Richard Youngs teria no divã de Freud um excepcional pasto criativo, não fosse o psicanalista ter o “cancro para a cura” (conferir com os Eels) e não o que ele efectivamente precisa, um médium que lhe diga, de uma por todas as vezes, que ele não pertence a este mundo. Que a sua música é assombrosa, assombrada e tacteante. E que é uma estopada levar com ele mais do que uma hora, diga-se. Talvez por isso, mas acreditemos que não, o disco não ultrapassa a marca dos 40 minutos.

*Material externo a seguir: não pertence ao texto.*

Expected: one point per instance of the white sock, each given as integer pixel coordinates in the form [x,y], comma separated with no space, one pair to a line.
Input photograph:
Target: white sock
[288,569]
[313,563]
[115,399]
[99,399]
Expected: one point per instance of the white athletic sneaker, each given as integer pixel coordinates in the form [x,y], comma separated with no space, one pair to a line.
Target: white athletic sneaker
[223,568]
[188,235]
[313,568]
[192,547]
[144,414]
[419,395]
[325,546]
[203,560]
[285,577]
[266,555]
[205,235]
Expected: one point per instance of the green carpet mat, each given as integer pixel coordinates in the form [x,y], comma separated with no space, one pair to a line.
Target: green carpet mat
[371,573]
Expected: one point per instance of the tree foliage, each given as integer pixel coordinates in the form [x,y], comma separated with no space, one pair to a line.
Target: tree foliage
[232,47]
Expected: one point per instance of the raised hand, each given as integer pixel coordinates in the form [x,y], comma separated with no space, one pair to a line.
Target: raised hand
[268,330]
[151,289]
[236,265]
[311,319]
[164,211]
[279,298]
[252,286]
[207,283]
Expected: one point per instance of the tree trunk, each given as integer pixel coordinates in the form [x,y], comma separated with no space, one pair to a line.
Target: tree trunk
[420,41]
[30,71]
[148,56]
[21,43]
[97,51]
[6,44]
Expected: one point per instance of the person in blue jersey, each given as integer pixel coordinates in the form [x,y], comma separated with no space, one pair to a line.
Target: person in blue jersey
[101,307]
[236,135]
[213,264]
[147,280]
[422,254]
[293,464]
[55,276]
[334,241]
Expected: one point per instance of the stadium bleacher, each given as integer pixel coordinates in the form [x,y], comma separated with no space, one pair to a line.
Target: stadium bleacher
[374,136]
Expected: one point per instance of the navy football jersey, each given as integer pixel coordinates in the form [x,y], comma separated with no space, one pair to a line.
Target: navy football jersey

Um descobridor de emoções, eufemismo barato para “artista” no glossário mental de quem não sabe o que fazer da vida, merece respeito quando desde o advento dos anos 90 conserva o mesmo estilo hermético. Do tipo “venham conhecer este meu mundo, reles mortais, se são capazes”. Se o não fizerem ou desistirem a meio, é igual para ele e para quem já o conhece. Ele não é gajo para ter o orgulho ferido por muito tempo. Tem um pouco mais do que isso com que se preocupar.

Há aqui cenas que cabiam numa lost session de Jim O’Rourke ou The High Llamas, tal é a desfaçatez com que cria peças que no limite fazem sangrar os ouvidos. A começar, “Life On the Stream” é um irresistível petardo pop que fala da vida para não falar da morte. Da vida na vertigem do instante, na poeira que enche ambas as mãos. E não é tudo isto a morte? Talvez. De qualquer forma, Airs of the Ear dá para entranhar melhor quando não se está em coma.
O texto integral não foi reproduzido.